This repository has not been updated recently, and not compeleted, so I recommend you to refer to my repo just as a reference.
This repository contains Time-Series Anomaly Detection datasets, models, and their implementations. If you find any issues for this repository, such as errors in code, better hyperparameters, etc, please report through Issue channel or via pull request.
[20230522: deleted SMD, SMAP, MSL] There seems to be problem in datasets (SMD, SMAP, MSL) preprocessing, so let me update for these datasets later.

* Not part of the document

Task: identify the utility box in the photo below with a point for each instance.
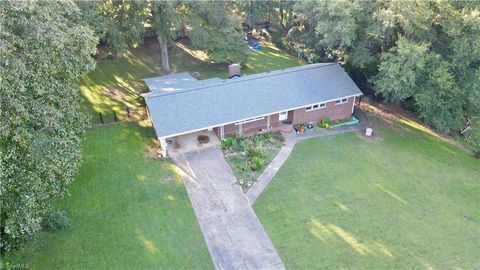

"0." denotes that experiment hasn't finished.
For individual run,
python main.py dataset=${dataset_name} model={model_name} {{other arguments}}
python main.py dataset=NeurIPS-TS-MUL model=USAD exp_id=default model.latent_dim=40 # example
If you want to run the model for various dataset,
sh scripts/data_loop.sh ${model_name} ${gpu_id}
sh scripts/data_loop.sh AnomalyTransformer 1 # example
If you want to compare models' performace for a specific dataset,
sh scripts/model_loop.sh ${data_name} ${gpu_id}
sh scripts/model_loop.sh SWaT 3 # example
for more script running examples, take a look at scripts dir.
This repo utilizes wandb and hydra for experiment tracking. You can tune your hyperparameters via:
wandb sweep ${yaml_file}
wandb agent ${sweep_id}
For hyperparameter tuning examples, take a look at hptune dir.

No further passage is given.